The Gambia badly needs leaders who can stand by their word. These leaders can deliver speeches that will lift human hearts in dark times, speeches that can give hope in anguish, speeches that will refine the characters of men, inspire brave feats, give courage to the many who are weary, honor the distinguished patriots who have died in the field of battle and duty, and change the course of our national history. 

Suppose a political leader cannot inspire a nation and deliver memorable speeches. In that case, such can never be gladly remembered by posterity. However, unfortunately, these leaders have no style, substance, or impact.

Pray, good heavens, some have been in politics for decades. Nevertheless, they remain the agents of apathy even to their constituents for years, yet want to be distinguished people’s representative wants to be president of The Gambia. 

Gambia election

How sorry that ambition is. Then some are known for nothing other than embezzling government money. Ah me! Did fate have to be this generous to the Gambia with a package of awful politicians? 

It worries any nation when their leaders doze off in parliament in broad daylight. My South African friend Kyle Steven captures it in excellent graphical terms in his poem In the Night:

In parliament

 the god of debate

 fails to cross the divide

 of rich and poor

In the laager

 the god of revenge

 flickers around tv screens

In the kraal

 the god of small beginnings

 shakes itself, begins to stir again

In the night

 the god of the ancestors-holds peace.

 They meet cheek to cheek and wonder why.

The Gambian politicians are like prostitutes at the political temple and engulfed in the night. They shift from party to party and swing from one standpoint to another, devoid of an ideological basis. 

They are there merely to make money by luring the less firm people who are not faithful to national values. This time, in these elections, we have a chance to decide and depart from nebulous political positions. 

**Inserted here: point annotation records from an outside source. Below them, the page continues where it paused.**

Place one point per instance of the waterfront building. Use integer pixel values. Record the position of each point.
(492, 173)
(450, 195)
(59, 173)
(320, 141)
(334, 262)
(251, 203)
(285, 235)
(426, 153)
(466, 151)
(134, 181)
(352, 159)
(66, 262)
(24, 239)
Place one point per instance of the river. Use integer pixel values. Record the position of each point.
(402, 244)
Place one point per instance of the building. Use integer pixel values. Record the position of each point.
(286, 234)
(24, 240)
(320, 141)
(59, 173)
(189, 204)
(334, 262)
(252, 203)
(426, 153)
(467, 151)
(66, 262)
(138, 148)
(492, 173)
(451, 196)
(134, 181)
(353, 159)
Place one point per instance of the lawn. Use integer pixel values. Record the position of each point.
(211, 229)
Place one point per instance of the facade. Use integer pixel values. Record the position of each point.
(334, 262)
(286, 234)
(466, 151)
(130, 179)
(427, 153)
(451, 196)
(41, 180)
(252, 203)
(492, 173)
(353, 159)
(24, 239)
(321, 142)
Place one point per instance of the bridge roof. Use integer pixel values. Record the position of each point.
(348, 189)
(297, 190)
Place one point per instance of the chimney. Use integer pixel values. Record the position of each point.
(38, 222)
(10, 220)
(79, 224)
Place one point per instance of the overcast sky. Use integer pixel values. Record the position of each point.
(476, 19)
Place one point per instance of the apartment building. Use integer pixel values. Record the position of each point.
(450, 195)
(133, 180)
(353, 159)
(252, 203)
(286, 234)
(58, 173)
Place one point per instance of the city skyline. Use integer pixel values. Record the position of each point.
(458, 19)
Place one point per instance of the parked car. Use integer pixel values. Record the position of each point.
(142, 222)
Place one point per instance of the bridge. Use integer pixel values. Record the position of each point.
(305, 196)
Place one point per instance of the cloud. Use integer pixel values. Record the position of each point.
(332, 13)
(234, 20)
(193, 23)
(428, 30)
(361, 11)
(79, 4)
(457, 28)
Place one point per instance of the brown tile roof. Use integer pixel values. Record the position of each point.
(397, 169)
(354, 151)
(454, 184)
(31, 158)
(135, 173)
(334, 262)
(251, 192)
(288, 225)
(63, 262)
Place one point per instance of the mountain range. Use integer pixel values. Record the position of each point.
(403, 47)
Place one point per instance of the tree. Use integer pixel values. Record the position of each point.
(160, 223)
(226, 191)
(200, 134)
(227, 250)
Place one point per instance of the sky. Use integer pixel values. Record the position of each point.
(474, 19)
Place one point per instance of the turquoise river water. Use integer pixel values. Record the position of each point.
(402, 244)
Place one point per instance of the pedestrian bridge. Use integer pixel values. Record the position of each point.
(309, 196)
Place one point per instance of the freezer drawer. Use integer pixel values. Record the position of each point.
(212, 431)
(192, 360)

Let us make it an embarrassing vote that will relegate the graft-masters and their scions to the backwaters.

In Africa, we know that a man rises on the shoulders of his relatives. So if, in the end, we have corrupt members of the National Assembly, incompetent lawmakers, and redundant Godfathers, then we have ourselves as kinsmen for culpability. 

However, to hope that we can vote in the same coterie of looters and hope for inspirational leadership require more than Panglossian optimism. 

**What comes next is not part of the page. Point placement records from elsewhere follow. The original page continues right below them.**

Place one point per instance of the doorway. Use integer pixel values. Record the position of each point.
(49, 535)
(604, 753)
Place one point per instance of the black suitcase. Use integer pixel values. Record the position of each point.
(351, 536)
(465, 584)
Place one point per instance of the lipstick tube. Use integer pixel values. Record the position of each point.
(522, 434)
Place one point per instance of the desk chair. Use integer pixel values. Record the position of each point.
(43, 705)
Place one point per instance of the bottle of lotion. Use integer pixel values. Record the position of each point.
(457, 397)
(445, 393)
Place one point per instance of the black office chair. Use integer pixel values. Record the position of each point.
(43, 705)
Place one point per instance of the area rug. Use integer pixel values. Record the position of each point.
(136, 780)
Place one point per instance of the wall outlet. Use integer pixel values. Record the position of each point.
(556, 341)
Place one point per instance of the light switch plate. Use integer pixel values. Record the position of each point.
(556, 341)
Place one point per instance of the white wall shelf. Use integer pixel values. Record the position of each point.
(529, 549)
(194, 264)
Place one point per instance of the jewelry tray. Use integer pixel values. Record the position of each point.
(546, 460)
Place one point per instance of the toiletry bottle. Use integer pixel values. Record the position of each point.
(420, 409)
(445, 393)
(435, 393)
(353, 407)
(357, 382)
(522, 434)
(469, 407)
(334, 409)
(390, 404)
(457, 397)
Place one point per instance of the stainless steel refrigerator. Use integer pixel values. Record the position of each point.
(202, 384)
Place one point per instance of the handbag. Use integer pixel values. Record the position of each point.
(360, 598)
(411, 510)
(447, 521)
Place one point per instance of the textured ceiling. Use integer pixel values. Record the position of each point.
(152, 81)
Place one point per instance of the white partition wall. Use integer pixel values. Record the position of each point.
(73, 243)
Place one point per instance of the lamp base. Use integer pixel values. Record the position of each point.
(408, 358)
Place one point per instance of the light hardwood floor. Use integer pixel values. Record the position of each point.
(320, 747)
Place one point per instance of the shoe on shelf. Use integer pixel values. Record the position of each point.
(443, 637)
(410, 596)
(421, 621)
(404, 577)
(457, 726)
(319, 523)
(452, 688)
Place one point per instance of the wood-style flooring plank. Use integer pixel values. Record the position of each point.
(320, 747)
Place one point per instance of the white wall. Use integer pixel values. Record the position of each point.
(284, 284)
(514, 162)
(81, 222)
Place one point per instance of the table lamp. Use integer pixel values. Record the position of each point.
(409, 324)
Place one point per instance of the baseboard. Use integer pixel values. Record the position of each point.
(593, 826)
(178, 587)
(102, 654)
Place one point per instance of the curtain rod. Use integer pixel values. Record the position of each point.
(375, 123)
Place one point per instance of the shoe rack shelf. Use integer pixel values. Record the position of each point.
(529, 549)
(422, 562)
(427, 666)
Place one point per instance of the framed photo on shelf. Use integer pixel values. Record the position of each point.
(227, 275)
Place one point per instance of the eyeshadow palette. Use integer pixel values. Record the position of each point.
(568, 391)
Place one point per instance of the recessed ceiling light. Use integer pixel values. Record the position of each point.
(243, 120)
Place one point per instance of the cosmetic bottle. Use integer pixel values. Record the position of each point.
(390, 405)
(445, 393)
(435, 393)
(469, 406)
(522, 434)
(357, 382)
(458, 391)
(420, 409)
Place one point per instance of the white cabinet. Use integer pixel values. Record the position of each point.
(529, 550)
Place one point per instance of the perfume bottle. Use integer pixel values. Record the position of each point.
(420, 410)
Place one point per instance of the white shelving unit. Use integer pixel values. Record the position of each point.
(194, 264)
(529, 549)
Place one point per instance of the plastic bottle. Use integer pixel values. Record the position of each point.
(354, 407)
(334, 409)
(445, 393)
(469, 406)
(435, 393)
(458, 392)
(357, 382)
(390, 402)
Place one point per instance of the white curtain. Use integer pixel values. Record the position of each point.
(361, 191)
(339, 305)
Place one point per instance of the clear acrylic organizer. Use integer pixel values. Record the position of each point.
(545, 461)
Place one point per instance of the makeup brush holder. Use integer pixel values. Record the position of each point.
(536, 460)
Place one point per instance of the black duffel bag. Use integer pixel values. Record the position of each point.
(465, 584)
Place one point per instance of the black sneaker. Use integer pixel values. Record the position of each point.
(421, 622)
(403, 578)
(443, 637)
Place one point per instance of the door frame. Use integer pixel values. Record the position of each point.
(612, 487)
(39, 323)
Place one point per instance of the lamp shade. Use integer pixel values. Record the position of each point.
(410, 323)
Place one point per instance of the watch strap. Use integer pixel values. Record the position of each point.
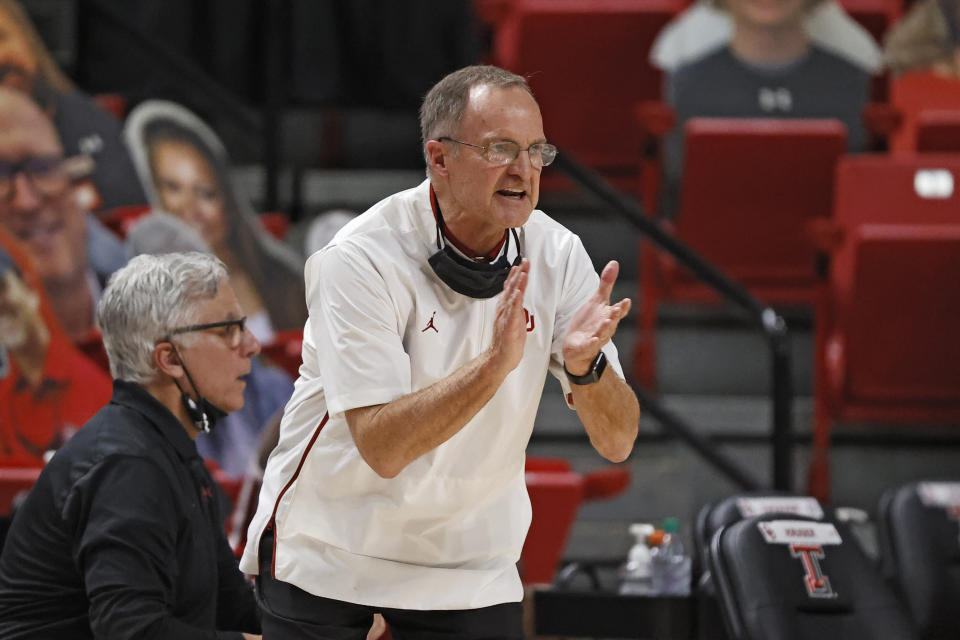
(593, 374)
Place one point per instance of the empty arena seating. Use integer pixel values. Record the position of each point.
(586, 62)
(938, 130)
(876, 16)
(556, 493)
(789, 576)
(285, 351)
(886, 343)
(710, 519)
(919, 526)
(751, 190)
(913, 93)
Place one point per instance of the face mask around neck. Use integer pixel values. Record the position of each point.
(465, 276)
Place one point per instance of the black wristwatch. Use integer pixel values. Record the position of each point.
(593, 375)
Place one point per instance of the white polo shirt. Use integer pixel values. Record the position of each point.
(447, 531)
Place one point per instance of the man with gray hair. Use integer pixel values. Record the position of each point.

So let us come out in sufficient numbers and waste those insignificant fellows. They utter dangerous nonsense with total impunity in the name of politics and make sure that politicians start talking sense for once. 

We must keep our heads above the ethnic waters to forge a prosperous and democratic future for the Gambia in an economically strategic, albeit impoverished, and politically polarized member-state in the Economic Community of  West Africa Community league.

The Gambia’s greatest tragedy is having the present generation of politicians who will be painfully remembered for having handed nothing to posterity except the memories of greed. 

For once, let us abandon armchair revolutions and boardroom politics that culminate in less-eloquent choreographed chest-thumping press conferences. If we do this, we shall eternally shame the politicians who are prostitutes in the temple of politics.

Whether it is a vote for unity or reconciliation, the Gambia needs peace and dialogue to move forward. If we do not want this country to go into pieces, we must enter the April 2022 elections in peace.